|A young woman with spina bifida in South Africa. Child at right belongs to the woman in the wheelchair, helped to be born healthy because the mother took the B vitamin folic acid beginning before pregnancy.|
A new report estimates that eight million children each year are born with serious disorders caused at least partly by their genes. That is about six percent of all births worldwide. The report is from the March of Dimes organization.
Researchers found that about ninety-five percent of births with serious defects happen in the developing world. They say Sudan, Saudi Arabia and Benin have the highest rates of birth defects. Others with the ten highest rates include Burkina Faso, the Palestinian territories, the United Arab Emirates and Tajikistan. And they include Iraq, Kuwait and Afghanistan.
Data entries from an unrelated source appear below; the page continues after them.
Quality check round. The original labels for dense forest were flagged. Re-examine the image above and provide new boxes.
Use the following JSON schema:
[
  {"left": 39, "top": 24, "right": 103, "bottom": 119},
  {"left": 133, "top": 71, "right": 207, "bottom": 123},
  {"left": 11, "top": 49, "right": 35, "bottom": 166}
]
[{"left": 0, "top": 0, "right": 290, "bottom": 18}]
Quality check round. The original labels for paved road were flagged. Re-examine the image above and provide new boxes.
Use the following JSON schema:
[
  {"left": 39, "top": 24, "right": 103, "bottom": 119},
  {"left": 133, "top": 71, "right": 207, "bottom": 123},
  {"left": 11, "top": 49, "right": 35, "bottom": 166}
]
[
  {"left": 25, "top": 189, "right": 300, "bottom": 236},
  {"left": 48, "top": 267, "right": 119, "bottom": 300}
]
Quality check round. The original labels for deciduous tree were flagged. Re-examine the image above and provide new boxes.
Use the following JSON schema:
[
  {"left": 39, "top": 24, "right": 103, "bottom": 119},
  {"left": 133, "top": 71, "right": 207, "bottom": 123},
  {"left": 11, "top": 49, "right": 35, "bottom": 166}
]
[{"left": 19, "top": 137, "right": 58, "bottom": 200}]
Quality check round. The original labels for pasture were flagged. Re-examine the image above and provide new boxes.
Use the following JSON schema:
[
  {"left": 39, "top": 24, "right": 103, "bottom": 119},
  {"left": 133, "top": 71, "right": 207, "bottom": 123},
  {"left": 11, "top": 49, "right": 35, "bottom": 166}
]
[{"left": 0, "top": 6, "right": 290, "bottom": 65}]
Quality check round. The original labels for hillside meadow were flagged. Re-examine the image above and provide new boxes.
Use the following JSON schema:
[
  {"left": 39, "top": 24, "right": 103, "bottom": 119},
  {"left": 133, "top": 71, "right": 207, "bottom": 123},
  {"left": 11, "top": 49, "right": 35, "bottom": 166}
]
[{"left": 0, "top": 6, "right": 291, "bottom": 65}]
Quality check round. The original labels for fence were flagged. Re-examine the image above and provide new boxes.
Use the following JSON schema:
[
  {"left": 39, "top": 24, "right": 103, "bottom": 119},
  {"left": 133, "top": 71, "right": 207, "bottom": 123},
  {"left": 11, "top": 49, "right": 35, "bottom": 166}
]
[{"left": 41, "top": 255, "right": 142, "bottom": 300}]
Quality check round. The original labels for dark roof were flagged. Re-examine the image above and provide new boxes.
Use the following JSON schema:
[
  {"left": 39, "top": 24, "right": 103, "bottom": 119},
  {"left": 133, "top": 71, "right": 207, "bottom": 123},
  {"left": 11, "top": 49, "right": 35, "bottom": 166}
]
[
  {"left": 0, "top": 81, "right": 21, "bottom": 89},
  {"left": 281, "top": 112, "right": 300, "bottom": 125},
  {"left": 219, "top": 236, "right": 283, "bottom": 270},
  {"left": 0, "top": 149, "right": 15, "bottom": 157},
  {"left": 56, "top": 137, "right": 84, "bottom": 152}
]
The study links high birth-defect rates in developing countries to poor health care and nutrition. The researchers also note higher than average rates of marriage among blood relatives, and of older women having babies.
The most common genetic defects include heart disorders, Down syndrome and incorrectly formed backbones and brains. They also include disorders of the red blood cells, such as sickle cell disease and thalassemia.
The report says hundreds of thousands of other children are born with serious defects that are caused during pregnancy. Pregnant women risk harm to their babies from alcohol and tobacco. There is also a risk if they get infected with diseases like rubella or syphilis, or do not get enough nutrients like iodine and folic acid.
The March of Dimes says the report identifies for the first time what it calls the "hidden" worldwide extent of birth defects. Researchers collected information on almost two hundred countries. They found that every year more than three million children under the age of five die from birth defects. Those who survive may have mental or physical problems for life.
The report suggests a number of ways to deal with the international problem. One step is to make sure women have a healthy diet during their reproductive years. Another is to test men and women to identify those at higher risk of having children with genetic disorders.
But the report says the first step is to educate people about the problem of birth defects and ways to prevent or treat them. The March of Dimes says the ideas in the report could reduce death and disability from birth defects by up to seventy percent.